The Phronesis Project and Mercer's Heritage of Transformative EducationThe Phronesis Project, with its emphasis on shaping student lives, is another expression of Mercer University’s long-standing commitment to transformative education. That commitment grows out of Mercer’s religious heritage. Founded by Baptists, initially for the education of Baptist clergy, Mercer has, for most of its existence been affiliated with the Georgia Baptist Convention. One historic Baptist distinctive has been that one must present evidence of transformation (the traditional term is conversion) in order to be allowed into church membership. While Mercer no longer has formal ties to any Baptist entity, that insistence on transformation remains.
This commitment to transformative education has been forged by several key events in Mercer’s past. These include a heresy trial conducted in 1939 when thirteen students, led by John Birch accused professors in Christianity and other departments of teaching ideas that contradicted Baptist beliefs in the Bible and creation. Although all professors were cleared of charges, this event has come to be a key part of Mercer’s lore and self-identity. The trial is chronicled today in the Mercer Reader (1st ed), pp. 511-524. It has also been dramatized by Mercer Professor Andy Silver in an unpublished play from 2007, The Disciples.
Another event, or series of events, out of which Mercer’s commitment to transformative education and “the Mercer ethic” was forged can be found in Mercer’s experiences during the Civil Rights era and the integration of the Macon campus (one of the first college campuses in Georgia to do so).
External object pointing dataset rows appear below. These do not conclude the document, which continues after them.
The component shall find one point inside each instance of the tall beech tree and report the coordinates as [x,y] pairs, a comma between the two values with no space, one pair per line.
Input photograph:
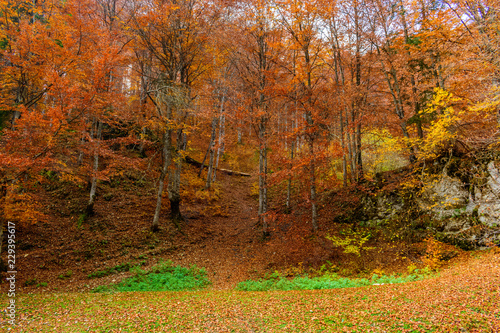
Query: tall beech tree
[175,33]
[256,58]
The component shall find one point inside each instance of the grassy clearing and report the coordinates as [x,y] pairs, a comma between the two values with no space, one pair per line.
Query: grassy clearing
[162,277]
[327,281]
[465,298]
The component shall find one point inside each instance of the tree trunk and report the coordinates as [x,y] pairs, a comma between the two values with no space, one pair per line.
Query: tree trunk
[174,181]
[93,183]
[263,177]
[211,153]
[220,148]
[167,157]
[3,196]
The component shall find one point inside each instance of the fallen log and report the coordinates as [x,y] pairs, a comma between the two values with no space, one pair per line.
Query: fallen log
[194,162]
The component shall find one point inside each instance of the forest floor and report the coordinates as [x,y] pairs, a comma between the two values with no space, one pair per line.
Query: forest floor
[221,233]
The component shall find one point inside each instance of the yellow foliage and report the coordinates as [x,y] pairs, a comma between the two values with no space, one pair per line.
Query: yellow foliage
[442,128]
[351,241]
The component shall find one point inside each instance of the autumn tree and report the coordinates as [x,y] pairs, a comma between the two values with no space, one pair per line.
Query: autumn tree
[175,33]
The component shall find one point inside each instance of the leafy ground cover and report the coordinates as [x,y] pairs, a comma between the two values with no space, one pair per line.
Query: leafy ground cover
[463,298]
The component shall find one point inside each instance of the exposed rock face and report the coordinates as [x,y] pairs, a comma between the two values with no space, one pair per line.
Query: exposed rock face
[461,213]
[487,199]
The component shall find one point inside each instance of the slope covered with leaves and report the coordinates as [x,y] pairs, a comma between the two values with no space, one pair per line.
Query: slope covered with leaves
[463,298]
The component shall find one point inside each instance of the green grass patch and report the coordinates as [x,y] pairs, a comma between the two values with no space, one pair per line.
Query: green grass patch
[162,277]
[328,281]
[123,267]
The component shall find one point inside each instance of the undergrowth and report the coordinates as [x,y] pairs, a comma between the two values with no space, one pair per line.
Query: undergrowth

This story can be found in the Mercer Reader (1st ed, pp. 525-550), Will Campbell’s account of the 1960’s at Mercer, The Stem of Jesse: The Cost of Community at a 1960's Southern School, and Andy Silver’s play, Combustible/Burn, published in 2002.
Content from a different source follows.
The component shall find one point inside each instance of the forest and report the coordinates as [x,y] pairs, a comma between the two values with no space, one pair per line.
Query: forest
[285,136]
Mercer has a history of curricular experimentation, as well. These experiments are described in “Three Great Mercer Ideas,” by retired professor of English Mike Cass and “The Legacy of Transformative Education at Mercer,” by Peter Brown, who is currently a Professor of Philosophy. This heritage is currently embodied in our programs in Integrative Studies, several programs in community engagement, including service learning and Mercer on Mission.